Unfortunately none of these ideas have the easy appeal of SAF, which requires neither new engines nor new ground infrastructure. Most of the ideas above require huge certification efforts, and even if one of these ideas gets certified it will take many years before the typical GA pilot sees one at their airport. The average piston airplane is over 40 years old, so replacing the entire fleet is a truly daunting task (the car market is not a fair comparison here). Maybe someone will make a business out of re-engining old Cessnas, but such an upgrade would probably cost more than the airplane itself.

Unleaded avgas—yesterday’s problem


Nothing to see here…

In the meantime, the chances of finding an unleaded avgas solution will only get worse. The FAA’s Piston Aviation Fuels Initiative has been a disaster so far, and it shouldn’t be surprising—energy companies have little incentive to develop a new fuel, since avgas accounts for less than 0.1% of transportation fuel consumption in the US. If electric airplanes become a reality, that number will get even smaller.

Worse yet, the current business climate is openly hostile to new fossil fuel investment. ExxonMobil recently lost a high profile shareholder vote with activist investors who want the oil giant to take climate change much more seriously. BP and Shell—oil and gas companies, mind you—are targeting net-zero emissions by 2050. For an executive at a public energy company, spending time and money on unleaded avgas is a laughably bad idea. Not surprisingly, Shell’s unleaded avgas project looks dead and the latest update from Phillips suggests it is in hospice care. Wouldn’t it be ironic if the greening of aviation makes unleaded avgas harder to achieve?

It appears some parts of GA will be caught in the middle. Expect to see airlines boasting about their carbon neutrality, and large flight schools showing off their “zero emission” trainers. If the typical high performance piston airplane is still burning leaded avgas, we won’t fly under the activists’ radar for long. Even if we do, our dependance on a single supplier for lead additive puts us in a precarious situation.

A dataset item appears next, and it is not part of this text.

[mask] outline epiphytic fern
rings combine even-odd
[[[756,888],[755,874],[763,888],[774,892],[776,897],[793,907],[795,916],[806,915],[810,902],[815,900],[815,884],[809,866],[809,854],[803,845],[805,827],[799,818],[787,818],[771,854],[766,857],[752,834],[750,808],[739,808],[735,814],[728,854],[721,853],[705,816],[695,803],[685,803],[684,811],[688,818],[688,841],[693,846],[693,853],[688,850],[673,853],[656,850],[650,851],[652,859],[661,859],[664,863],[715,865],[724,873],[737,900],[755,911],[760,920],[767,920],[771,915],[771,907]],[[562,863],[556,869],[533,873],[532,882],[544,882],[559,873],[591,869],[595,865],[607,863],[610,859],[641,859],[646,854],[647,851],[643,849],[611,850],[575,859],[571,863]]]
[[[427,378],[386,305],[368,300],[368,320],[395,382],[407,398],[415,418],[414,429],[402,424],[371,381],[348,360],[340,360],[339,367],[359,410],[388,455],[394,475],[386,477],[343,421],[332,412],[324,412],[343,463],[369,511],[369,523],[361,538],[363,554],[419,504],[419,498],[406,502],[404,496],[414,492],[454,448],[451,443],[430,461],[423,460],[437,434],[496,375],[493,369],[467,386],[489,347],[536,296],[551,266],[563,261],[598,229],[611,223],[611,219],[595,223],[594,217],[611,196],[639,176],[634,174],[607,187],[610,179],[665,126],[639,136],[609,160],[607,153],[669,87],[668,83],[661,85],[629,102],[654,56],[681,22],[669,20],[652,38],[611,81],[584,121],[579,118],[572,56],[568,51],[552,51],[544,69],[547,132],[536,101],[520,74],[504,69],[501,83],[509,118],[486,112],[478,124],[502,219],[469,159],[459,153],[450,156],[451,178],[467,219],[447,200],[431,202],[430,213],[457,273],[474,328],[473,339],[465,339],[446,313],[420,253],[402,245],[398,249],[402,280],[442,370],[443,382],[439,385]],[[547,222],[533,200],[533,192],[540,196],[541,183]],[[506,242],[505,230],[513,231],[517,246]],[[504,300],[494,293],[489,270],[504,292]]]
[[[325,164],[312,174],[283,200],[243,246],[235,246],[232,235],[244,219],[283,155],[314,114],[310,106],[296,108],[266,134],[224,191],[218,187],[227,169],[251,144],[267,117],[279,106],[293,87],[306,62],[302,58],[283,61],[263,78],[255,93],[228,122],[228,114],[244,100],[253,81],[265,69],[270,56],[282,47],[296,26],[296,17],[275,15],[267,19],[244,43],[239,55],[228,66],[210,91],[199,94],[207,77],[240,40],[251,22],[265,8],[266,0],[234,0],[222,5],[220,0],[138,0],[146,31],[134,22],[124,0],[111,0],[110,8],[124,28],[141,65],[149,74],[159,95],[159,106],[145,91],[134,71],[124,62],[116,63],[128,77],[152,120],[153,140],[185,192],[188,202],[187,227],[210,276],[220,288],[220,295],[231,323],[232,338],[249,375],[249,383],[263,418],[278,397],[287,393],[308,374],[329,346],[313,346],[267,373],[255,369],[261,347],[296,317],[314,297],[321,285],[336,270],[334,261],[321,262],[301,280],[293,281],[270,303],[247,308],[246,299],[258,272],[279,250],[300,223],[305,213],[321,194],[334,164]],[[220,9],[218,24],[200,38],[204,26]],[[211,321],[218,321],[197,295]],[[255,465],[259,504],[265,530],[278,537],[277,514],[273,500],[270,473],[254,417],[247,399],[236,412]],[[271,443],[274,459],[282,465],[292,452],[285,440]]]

Does that mean every Bonanza will be grounded? Hardly. I’m a strong believer in the “muddling through” theory of history: inertia is a powerful force, so even when it feels like a trend can’t continue, it often does. General aviation can and will survive as a niche activity, with an environmental exemption in much the same way antique cars can avoid emissions testing—”we’re too small to matter!” But that’s not a very inspirational vision. Are we willing to admit that GA will always be a small group of antique airplanes? Shouldn’t we dream bigger?